U.S. commercial oil reserves surged last week, according to data released Thursday by the U.S. Energy Information Administration (EIA).
In the week ending Nov. 30, these commercial reserves increased by 1.7 million barrels (mb), according to Bloomberg consensus, exceeding the 1.5 million barrels (mb) expected by analysts.
This increase was offset by a new reduction in strategic reserves, which fell another 2.7 million barrels (mb) to its lowest level since December 1983.
President Joe Biden’s government began the process of rebuilding these reserves in December, calling for an offer of 3 million barrels, but effective purchases will be made in a matter of weeks.

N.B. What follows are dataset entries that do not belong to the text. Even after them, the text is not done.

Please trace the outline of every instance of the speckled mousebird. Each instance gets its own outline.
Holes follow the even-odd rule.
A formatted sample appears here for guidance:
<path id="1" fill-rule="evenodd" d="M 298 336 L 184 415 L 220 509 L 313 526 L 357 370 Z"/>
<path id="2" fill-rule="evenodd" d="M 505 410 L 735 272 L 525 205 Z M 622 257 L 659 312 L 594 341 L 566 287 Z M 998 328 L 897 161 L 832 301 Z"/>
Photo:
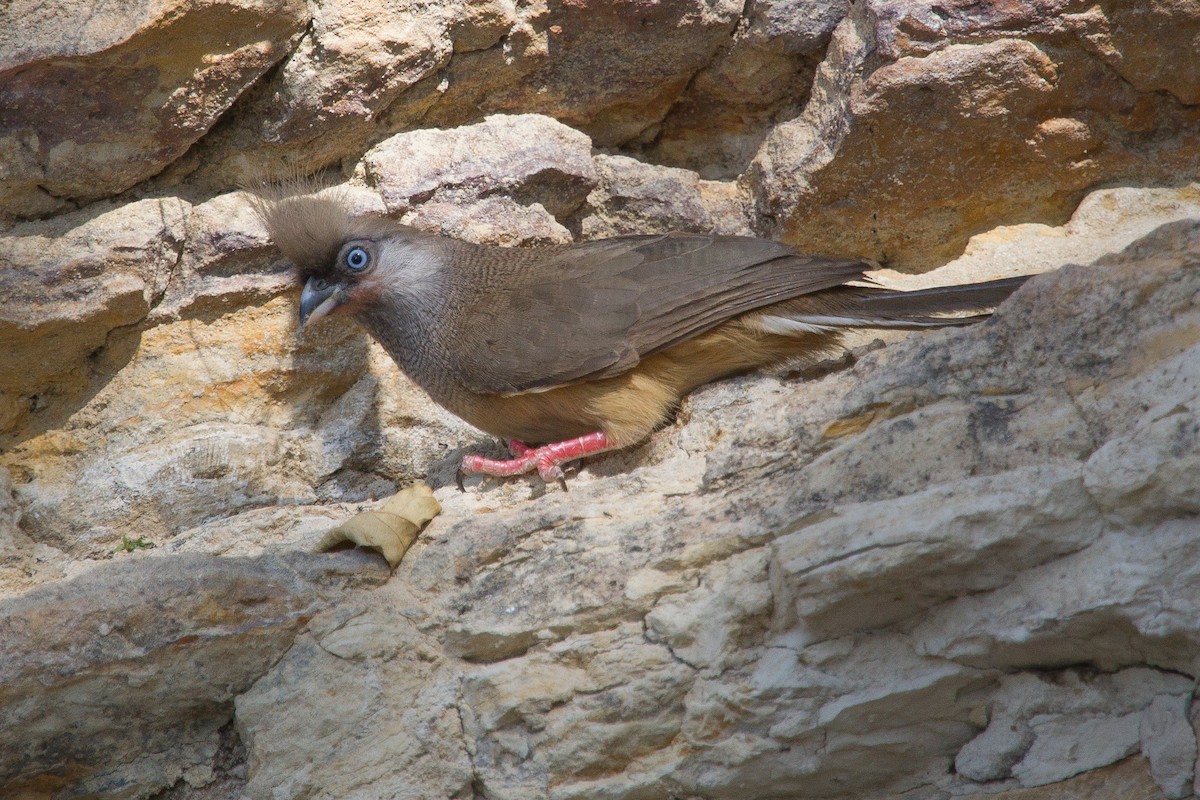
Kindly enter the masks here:
<path id="1" fill-rule="evenodd" d="M 645 439 L 696 387 L 827 353 L 848 328 L 978 321 L 1023 278 L 902 292 L 872 261 L 743 236 L 495 247 L 355 216 L 336 196 L 258 203 L 303 281 L 301 327 L 350 314 L 434 401 L 509 440 L 461 475 L 562 465 Z M 956 312 L 972 316 L 947 318 Z"/>

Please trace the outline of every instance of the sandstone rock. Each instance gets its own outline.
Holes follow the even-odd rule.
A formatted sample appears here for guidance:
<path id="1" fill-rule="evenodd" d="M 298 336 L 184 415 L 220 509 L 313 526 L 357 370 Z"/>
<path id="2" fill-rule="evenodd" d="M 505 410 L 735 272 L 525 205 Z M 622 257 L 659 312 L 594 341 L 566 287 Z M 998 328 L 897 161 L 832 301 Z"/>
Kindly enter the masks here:
<path id="1" fill-rule="evenodd" d="M 1142 715 L 1142 754 L 1154 782 L 1167 797 L 1191 797 L 1196 772 L 1196 731 L 1188 719 L 1192 700 L 1185 693 L 1159 695 Z"/>
<path id="2" fill-rule="evenodd" d="M 268 247 L 241 193 L 191 206 L 183 237 L 186 245 L 151 323 L 219 318 L 243 305 L 265 303 L 292 286 L 290 266 Z"/>
<path id="3" fill-rule="evenodd" d="M 128 359 L 171 282 L 188 212 L 178 200 L 97 205 L 0 237 L 0 436 L 61 424 L 93 374 Z"/>
<path id="4" fill-rule="evenodd" d="M 1190 788 L 1191 763 L 1180 769 L 1169 752 L 1195 749 L 1186 722 L 1191 688 L 1188 678 L 1144 668 L 1112 675 L 1068 670 L 1053 681 L 1006 676 L 992 695 L 990 724 L 959 751 L 955 768 L 976 781 L 1011 773 L 1022 786 L 1040 786 L 1141 749 L 1167 796 L 1182 797 Z"/>
<path id="5" fill-rule="evenodd" d="M 970 800 L 1091 800 L 1096 797 L 1121 797 L 1128 800 L 1164 800 L 1166 795 L 1150 776 L 1146 760 L 1137 756 L 1102 769 L 1085 772 L 1061 783 L 1028 789 L 985 790 L 978 794 L 956 795 Z"/>
<path id="6" fill-rule="evenodd" d="M 777 233 L 805 249 L 922 269 L 1001 220 L 1062 219 L 1097 183 L 1194 174 L 1196 107 L 1139 90 L 1093 54 L 1099 47 L 1125 63 L 1128 48 L 1137 69 L 1134 31 L 1159 30 L 1155 52 L 1187 48 L 1200 12 L 1163 3 L 1145 15 L 1060 13 L 1062 5 L 856 6 L 818 69 L 813 100 L 768 134 L 748 173 Z M 1178 96 L 1190 96 L 1192 74 L 1158 69 L 1154 58 L 1145 69 L 1160 88 L 1170 75 Z M 884 181 L 873 177 L 881 169 Z"/>
<path id="7" fill-rule="evenodd" d="M 969 509 L 954 502 L 962 495 L 972 497 Z M 1017 468 L 836 508 L 773 543 L 776 613 L 792 612 L 814 638 L 884 627 L 1003 586 L 1083 549 L 1103 530 L 1077 464 Z M 918 585 L 914 569 L 922 572 Z"/>
<path id="8" fill-rule="evenodd" d="M 1114 3 L 1106 10 L 1108 35 L 1089 40 L 1104 61 L 1139 92 L 1165 91 L 1181 103 L 1200 104 L 1200 73 L 1184 61 L 1168 57 L 1166 48 L 1145 46 L 1164 41 L 1185 47 L 1200 44 L 1196 9 L 1178 0 L 1161 0 L 1137 8 Z"/>
<path id="9" fill-rule="evenodd" d="M 206 143 L 200 180 L 286 175 L 416 127 L 537 112 L 600 145 L 652 129 L 727 41 L 733 2 L 513 4 L 346 0 L 314 20 L 271 83 Z M 203 163 L 208 162 L 208 163 Z"/>
<path id="10" fill-rule="evenodd" d="M 458 672 L 410 619 L 418 616 L 412 598 L 390 599 L 397 602 L 359 601 L 318 615 L 238 697 L 249 753 L 246 796 L 470 795 Z M 316 675 L 322 688 L 314 692 L 307 679 Z M 281 714 L 284 708 L 292 712 Z M 296 746 L 314 736 L 319 758 Z"/>
<path id="11" fill-rule="evenodd" d="M 1189 402 L 1198 230 L 1165 226 L 1098 265 L 1042 276 L 989 324 L 867 352 L 819 382 L 743 379 L 698 392 L 689 423 L 650 447 L 594 460 L 570 494 L 530 501 L 520 484 L 466 496 L 446 486 L 445 514 L 393 580 L 317 607 L 279 662 L 256 668 L 253 688 L 219 695 L 194 738 L 172 738 L 163 751 L 171 755 L 119 774 L 150 786 L 190 769 L 203 783 L 236 694 L 247 797 L 351 796 L 368 785 L 414 797 L 471 787 L 514 798 L 726 797 L 746 787 L 756 796 L 797 787 L 831 797 L 970 796 L 984 784 L 1015 791 L 1130 756 L 1145 758 L 1152 776 L 1137 785 L 1157 781 L 1161 796 L 1181 796 L 1195 748 L 1186 676 L 1200 636 L 1186 566 L 1195 560 L 1194 511 L 1183 501 L 1196 489 L 1184 467 L 1190 440 L 1141 435 L 1179 414 L 1131 412 L 1147 392 L 1168 410 Z M 278 301 L 265 308 L 291 312 Z M 150 353 L 170 352 L 160 336 L 203 351 L 233 345 L 215 362 L 232 376 L 244 341 L 233 330 L 249 319 L 237 312 L 201 327 L 186 312 L 166 318 L 142 334 L 146 353 L 115 382 L 132 392 L 162 374 L 147 371 Z M 274 338 L 247 352 L 282 369 L 269 365 L 294 340 L 282 319 L 274 325 Z M 324 344 L 325 368 L 341 369 L 347 335 L 328 328 L 323 342 L 302 341 Z M 297 351 L 292 368 L 315 357 Z M 361 350 L 344 366 L 372 359 Z M 194 398 L 182 441 L 270 435 L 289 444 L 252 439 L 242 451 L 205 450 L 226 454 L 208 460 L 175 447 L 162 462 L 170 470 L 143 484 L 161 492 L 157 560 L 308 546 L 338 513 L 350 516 L 346 504 L 271 508 L 281 490 L 254 495 L 265 485 L 254 481 L 294 481 L 312 498 L 326 470 L 369 452 L 394 458 L 387 431 L 401 418 L 373 399 L 391 380 L 368 371 L 325 400 L 255 384 L 282 391 L 297 410 L 248 427 L 200 422 L 228 407 Z M 101 399 L 81 422 L 126 418 L 119 395 Z M 320 407 L 324 423 L 277 429 Z M 356 440 L 358 420 L 372 414 L 383 438 Z M 323 443 L 309 430 L 324 431 Z M 97 458 L 93 469 L 132 463 L 145 433 L 109 428 L 105 447 L 117 449 L 108 452 L 130 455 Z M 97 509 L 112 508 L 89 488 L 110 479 L 76 481 L 71 488 L 93 500 L 75 510 L 35 500 L 54 484 L 41 451 L 23 447 L 10 463 L 42 471 L 14 487 L 22 535 L 98 556 L 103 537 L 79 534 L 84 520 L 99 521 Z M 272 452 L 298 460 L 250 465 Z M 145 453 L 148 464 L 160 458 Z M 65 451 L 59 457 L 54 480 L 66 487 L 78 473 Z M 1125 463 L 1159 464 L 1136 474 L 1162 489 L 1102 478 L 1125 474 Z M 262 477 L 240 483 L 251 476 Z M 1165 480 L 1179 501 L 1162 502 Z M 221 494 L 245 503 L 241 513 L 174 533 L 223 513 L 188 500 L 203 502 L 203 481 L 233 481 Z M 109 537 L 121 530 L 121 517 L 110 519 Z M 71 525 L 81 527 L 63 535 Z M 297 628 L 285 627 L 290 641 Z M 36 648 L 27 658 L 41 663 Z"/>
<path id="12" fill-rule="evenodd" d="M 165 1 L 99 15 L 5 4 L 0 220 L 113 195 L 161 171 L 286 55 L 304 15 L 295 0 Z"/>
<path id="13" fill-rule="evenodd" d="M 362 173 L 389 213 L 418 202 L 502 195 L 540 202 L 556 217 L 596 183 L 591 142 L 547 117 L 497 115 L 453 131 L 394 136 L 363 156 Z"/>

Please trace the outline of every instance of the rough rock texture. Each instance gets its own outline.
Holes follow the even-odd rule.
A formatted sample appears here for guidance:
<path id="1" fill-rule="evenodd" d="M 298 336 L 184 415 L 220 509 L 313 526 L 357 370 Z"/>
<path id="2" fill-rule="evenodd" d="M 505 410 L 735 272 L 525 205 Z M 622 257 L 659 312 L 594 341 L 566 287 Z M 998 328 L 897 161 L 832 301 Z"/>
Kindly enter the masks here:
<path id="1" fill-rule="evenodd" d="M 109 5 L 0 9 L 0 796 L 1200 785 L 1195 3 Z M 314 173 L 473 241 L 1075 266 L 460 495 L 496 444 L 295 335 L 238 189 Z M 414 479 L 390 577 L 305 554 Z"/>
<path id="2" fill-rule="evenodd" d="M 358 553 L 135 558 L 3 601 L 5 796 L 210 782 L 233 699 L 329 594 L 386 576 Z"/>
<path id="3" fill-rule="evenodd" d="M 755 156 L 761 212 L 805 247 L 919 266 L 998 220 L 1063 219 L 1099 182 L 1194 175 L 1200 68 L 1166 55 L 1200 41 L 1184 8 L 857 4 Z"/>
<path id="4" fill-rule="evenodd" d="M 128 189 L 283 58 L 297 0 L 0 8 L 0 219 Z"/>

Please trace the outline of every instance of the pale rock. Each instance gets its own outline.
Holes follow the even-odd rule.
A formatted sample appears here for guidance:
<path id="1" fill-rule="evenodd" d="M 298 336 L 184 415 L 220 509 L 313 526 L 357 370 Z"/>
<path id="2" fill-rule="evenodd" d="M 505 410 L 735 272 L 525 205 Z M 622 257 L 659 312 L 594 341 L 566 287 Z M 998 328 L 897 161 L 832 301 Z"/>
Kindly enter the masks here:
<path id="1" fill-rule="evenodd" d="M 583 670 L 531 658 L 489 666 L 463 682 L 463 699 L 471 709 L 479 737 L 497 728 L 544 715 L 587 686 Z"/>
<path id="2" fill-rule="evenodd" d="M 283 176 L 289 164 L 312 171 L 392 133 L 496 113 L 545 114 L 601 146 L 629 142 L 724 45 L 741 4 L 339 0 L 322 12 L 204 143 L 201 182 L 228 187 L 246 169 Z"/>
<path id="3" fill-rule="evenodd" d="M 761 682 L 756 667 L 753 683 L 731 671 L 689 693 L 684 733 L 692 748 L 707 750 L 684 762 L 691 791 L 733 797 L 753 785 L 771 797 L 804 786 L 861 796 L 898 772 L 932 780 L 947 753 L 971 736 L 978 699 L 962 698 L 977 697 L 988 683 L 972 670 L 914 656 L 897 637 L 816 648 L 832 656 L 824 663 L 810 661 L 802 647 L 787 671 L 778 670 L 780 651 L 791 649 L 787 637 L 766 644 L 758 655 L 774 662 L 771 683 Z"/>
<path id="4" fill-rule="evenodd" d="M 1035 716 L 1034 741 L 1012 769 L 1022 786 L 1055 783 L 1115 763 L 1138 750 L 1140 715 L 1079 718 Z"/>
<path id="5" fill-rule="evenodd" d="M 470 65 L 476 77 L 464 81 L 455 99 L 482 95 L 487 111 L 540 111 L 600 146 L 628 142 L 662 119 L 727 41 L 741 9 L 740 3 L 696 0 L 621 7 L 592 0 L 535 3 L 525 10 L 522 35 L 512 37 L 503 54 L 508 58 L 495 59 L 496 71 L 482 59 Z M 458 74 L 452 69 L 452 87 Z M 478 76 L 488 75 L 504 81 L 480 92 Z M 439 113 L 446 112 L 434 110 Z"/>
<path id="6" fill-rule="evenodd" d="M 454 20 L 481 16 L 450 3 L 335 0 L 311 12 L 308 30 L 268 81 L 247 94 L 201 143 L 195 179 L 228 189 L 249 174 L 287 179 L 356 157 L 379 120 L 454 50 Z"/>
<path id="7" fill-rule="evenodd" d="M 379 564 L 386 569 L 382 559 Z M 301 636 L 237 698 L 238 729 L 249 758 L 245 796 L 353 797 L 367 791 L 410 800 L 469 796 L 472 772 L 454 671 L 439 676 L 436 646 L 422 648 L 421 636 L 400 615 L 366 613 L 380 616 L 369 627 L 362 627 L 363 615 L 354 617 L 368 636 L 360 646 L 366 652 L 384 648 L 384 659 L 342 657 L 344 637 L 331 642 L 330 652 L 314 637 Z M 320 627 L 324 619 L 314 622 Z M 406 635 L 372 642 L 375 625 Z M 295 680 L 314 673 L 321 675 L 320 691 Z M 313 741 L 320 757 L 296 747 L 298 741 Z"/>
<path id="8" fill-rule="evenodd" d="M 560 220 L 596 183 L 591 141 L 549 117 L 495 115 L 454 130 L 398 134 L 357 178 L 410 225 L 488 244 L 570 241 Z M 519 231 L 519 234 L 514 232 Z"/>
<path id="9" fill-rule="evenodd" d="M 35 542 L 21 530 L 21 510 L 12 477 L 0 468 L 0 597 L 28 591 L 64 576 L 64 554 Z"/>
<path id="10" fill-rule="evenodd" d="M 530 247 L 571 242 L 570 231 L 541 203 L 522 205 L 508 197 L 486 197 L 465 205 L 445 201 L 424 203 L 400 221 L 476 244 Z"/>
<path id="11" fill-rule="evenodd" d="M 1179 356 L 1200 378 L 1200 345 Z M 1133 523 L 1200 513 L 1200 401 L 1147 411 L 1088 459 L 1088 491 Z"/>
<path id="12" fill-rule="evenodd" d="M 706 178 L 743 172 L 780 119 L 797 115 L 847 0 L 747 3 L 729 43 L 692 78 L 646 152 Z"/>
<path id="13" fill-rule="evenodd" d="M 936 609 L 913 635 L 922 652 L 971 665 L 1083 661 L 1112 670 L 1152 657 L 1189 672 L 1197 636 L 1187 620 L 1200 609 L 1187 593 L 1197 581 L 1174 564 L 1200 557 L 1193 533 L 1181 520 L 1132 534 L 1110 531 L 1080 553 L 1029 570 L 986 602 L 960 597 Z M 1173 564 L 1162 564 L 1163 553 Z M 1165 606 L 1160 597 L 1170 598 Z M 980 613 L 988 615 L 987 628 L 978 624 Z"/>
<path id="14" fill-rule="evenodd" d="M 261 246 L 241 219 L 225 252 Z M 214 768 L 213 785 L 248 798 L 368 783 L 414 797 L 967 796 L 972 777 L 1062 777 L 1140 750 L 1177 793 L 1192 738 L 1172 709 L 1191 683 L 1166 670 L 1197 668 L 1192 512 L 1183 493 L 1104 476 L 1149 463 L 1135 473 L 1156 476 L 1147 486 L 1186 479 L 1174 462 L 1191 440 L 1143 434 L 1194 400 L 1196 237 L 1194 223 L 1165 226 L 1036 279 L 991 323 L 857 350 L 822 380 L 705 388 L 685 422 L 532 502 L 521 482 L 459 495 L 452 465 L 478 438 L 351 327 L 296 339 L 282 297 L 215 316 L 183 304 L 139 332 L 69 428 L 4 454 L 12 563 L 34 569 L 8 591 L 86 574 L 128 519 L 160 546 L 138 564 L 308 547 L 424 460 L 442 471 L 444 516 L 385 587 L 319 613 L 238 696 L 246 775 Z M 118 468 L 149 475 L 143 490 L 113 491 Z M 889 536 L 904 546 L 873 546 Z M 1167 689 L 1060 703 L 1017 715 L 1028 734 L 968 744 L 1003 675 L 1069 680 L 1080 662 Z M 1145 664 L 1160 668 L 1129 669 Z M 172 740 L 131 786 L 204 779 L 228 711 L 206 719 L 200 749 Z M 1116 744 L 1064 755 L 1082 719 Z"/>
<path id="15" fill-rule="evenodd" d="M 1200 731 L 1200 703 L 1196 702 L 1195 697 L 1188 708 L 1188 723 L 1193 731 Z M 1193 760 L 1193 769 L 1195 777 L 1192 779 L 1192 794 L 1196 794 L 1200 791 L 1200 761 Z"/>
<path id="16" fill-rule="evenodd" d="M 98 204 L 0 235 L 0 436 L 65 419 L 170 285 L 190 207 Z M 28 434 L 26 434 L 28 435 Z"/>
<path id="17" fill-rule="evenodd" d="M 685 575 L 647 567 L 639 569 L 629 576 L 625 582 L 625 597 L 630 600 L 641 600 L 643 597 L 675 594 L 691 588 Z"/>
<path id="18" fill-rule="evenodd" d="M 772 543 L 772 584 L 811 636 L 840 636 L 1003 586 L 1103 529 L 1078 466 L 1039 465 L 835 508 Z"/>
<path id="19" fill-rule="evenodd" d="M 386 576 L 362 554 L 127 556 L 3 600 L 0 785 L 114 798 L 171 785 L 211 761 L 234 698 L 316 610 Z"/>
<path id="20" fill-rule="evenodd" d="M 752 643 L 743 637 L 753 637 L 771 609 L 767 563 L 767 554 L 756 550 L 710 566 L 696 589 L 655 605 L 646 615 L 647 636 L 695 669 L 727 669 Z"/>
<path id="21" fill-rule="evenodd" d="M 1029 751 L 1033 731 L 1024 721 L 996 718 L 983 733 L 963 745 L 954 756 L 954 770 L 968 780 L 991 783 L 1012 775 L 1013 765 Z"/>
<path id="22" fill-rule="evenodd" d="M 407 0 L 339 0 L 315 14 L 276 76 L 282 102 L 263 109 L 269 142 L 303 143 L 315 131 L 352 136 L 405 89 L 444 66 L 451 42 L 441 14 Z M 297 141 L 298 140 L 298 141 Z"/>
<path id="23" fill-rule="evenodd" d="M 272 257 L 266 232 L 245 193 L 217 195 L 192 205 L 183 236 L 187 246 L 151 311 L 153 322 L 261 305 L 292 286 L 289 265 Z"/>
<path id="24" fill-rule="evenodd" d="M 492 730 L 465 726 L 477 773 L 489 794 L 519 798 L 605 796 L 611 790 L 601 787 L 613 782 L 636 787 L 661 777 L 657 757 L 680 734 L 693 673 L 662 645 L 647 643 L 640 625 L 625 623 L 477 674 L 465 696 L 481 703 L 469 704 L 465 718 L 482 721 L 476 709 L 494 716 L 511 708 Z M 550 786 L 551 776 L 565 780 Z"/>
<path id="25" fill-rule="evenodd" d="M 925 787 L 918 788 L 905 799 L 923 800 L 928 797 Z M 966 800 L 1095 800 L 1099 797 L 1120 797 L 1128 800 L 1164 800 L 1162 789 L 1155 784 L 1146 759 L 1130 756 L 1107 767 L 1076 775 L 1059 783 L 1028 788 L 997 789 L 986 786 L 978 790 L 956 791 L 944 797 Z"/>
<path id="26" fill-rule="evenodd" d="M 972 236 L 960 257 L 937 269 L 920 275 L 892 269 L 874 274 L 904 289 L 1036 274 L 1067 263 L 1094 261 L 1119 252 L 1164 223 L 1196 218 L 1200 218 L 1198 184 L 1096 189 L 1062 225 L 1006 225 Z"/>
<path id="27" fill-rule="evenodd" d="M 381 495 L 394 491 L 390 485 L 383 488 Z M 186 528 L 164 542 L 161 549 L 167 553 L 245 557 L 293 550 L 314 552 L 327 531 L 363 508 L 359 503 L 325 502 L 252 509 Z"/>
<path id="28" fill-rule="evenodd" d="M 1190 692 L 1187 678 L 1141 667 L 1111 675 L 1066 670 L 1053 679 L 1005 676 L 992 694 L 990 724 L 959 751 L 955 766 L 972 780 L 1011 773 L 1022 786 L 1041 786 L 1140 748 L 1158 784 L 1179 797 L 1192 777 L 1191 763 L 1183 767 L 1180 759 L 1194 749 Z"/>
<path id="29" fill-rule="evenodd" d="M 242 310 L 227 320 L 231 325 L 183 319 L 135 337 L 139 349 L 92 400 L 90 413 L 98 414 L 92 425 L 33 437 L 6 454 L 9 463 L 33 472 L 17 486 L 29 529 L 55 530 L 74 540 L 72 547 L 102 551 L 119 541 L 129 519 L 144 520 L 142 535 L 157 539 L 268 496 L 315 498 L 311 477 L 297 483 L 293 471 L 281 469 L 311 442 L 270 424 L 294 418 L 293 411 L 238 408 L 246 391 L 264 384 L 283 396 L 328 389 L 327 383 L 296 382 L 303 368 L 282 358 L 291 334 L 281 311 L 270 305 L 265 314 Z M 272 385 L 276 372 L 291 377 Z M 158 409 L 171 409 L 173 421 Z M 153 422 L 132 424 L 146 418 Z M 104 448 L 90 446 L 101 439 Z M 80 486 L 80 473 L 97 483 Z M 184 492 L 192 501 L 172 497 L 170 484 L 190 487 Z M 114 493 L 113 486 L 125 489 Z M 221 491 L 214 495 L 216 486 Z"/>
<path id="30" fill-rule="evenodd" d="M 1142 754 L 1150 760 L 1154 782 L 1169 798 L 1192 796 L 1196 771 L 1196 732 L 1188 719 L 1192 697 L 1158 695 L 1142 714 Z"/>

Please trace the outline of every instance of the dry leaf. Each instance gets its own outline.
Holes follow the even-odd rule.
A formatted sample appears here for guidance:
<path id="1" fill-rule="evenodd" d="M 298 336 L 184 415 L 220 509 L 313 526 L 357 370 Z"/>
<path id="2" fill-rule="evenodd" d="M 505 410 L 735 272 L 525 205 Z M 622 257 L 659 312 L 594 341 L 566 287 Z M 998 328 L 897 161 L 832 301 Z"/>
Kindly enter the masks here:
<path id="1" fill-rule="evenodd" d="M 343 542 L 378 550 L 392 569 L 404 558 L 416 541 L 425 523 L 442 511 L 433 490 L 423 483 L 397 492 L 375 511 L 355 514 L 322 537 L 318 552 L 324 552 Z"/>

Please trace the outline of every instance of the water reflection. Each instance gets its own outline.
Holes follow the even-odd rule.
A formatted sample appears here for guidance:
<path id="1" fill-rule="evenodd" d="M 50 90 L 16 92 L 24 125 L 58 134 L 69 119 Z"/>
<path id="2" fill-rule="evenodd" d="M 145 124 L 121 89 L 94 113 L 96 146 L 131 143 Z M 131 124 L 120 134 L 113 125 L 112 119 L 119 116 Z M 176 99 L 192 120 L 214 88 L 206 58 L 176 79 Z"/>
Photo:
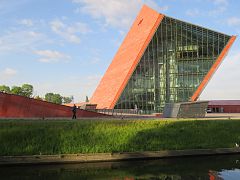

The increase in commercial inventories was largely due to lower refinery utilization, which was well below last week’s 92.0% to reach a 22-month low of 79.6%.
Mizuho Financial Group’s Robert Yawger said the difference was due to the impact of winter storm Elliot in the United States at the end of December, especially as it caused a bulge at several refineries in Texas.
Slowdowns at refineries were partially offset by lower imports (-9%) and higher exports (+21%).
This Thursday’s report showed a significant drop in demand for refined products in the US, down 20% from the previous week.
This decline is particularly pronounced for distillate products, including gasoline (-19%) and domestic heating fuels (-28%).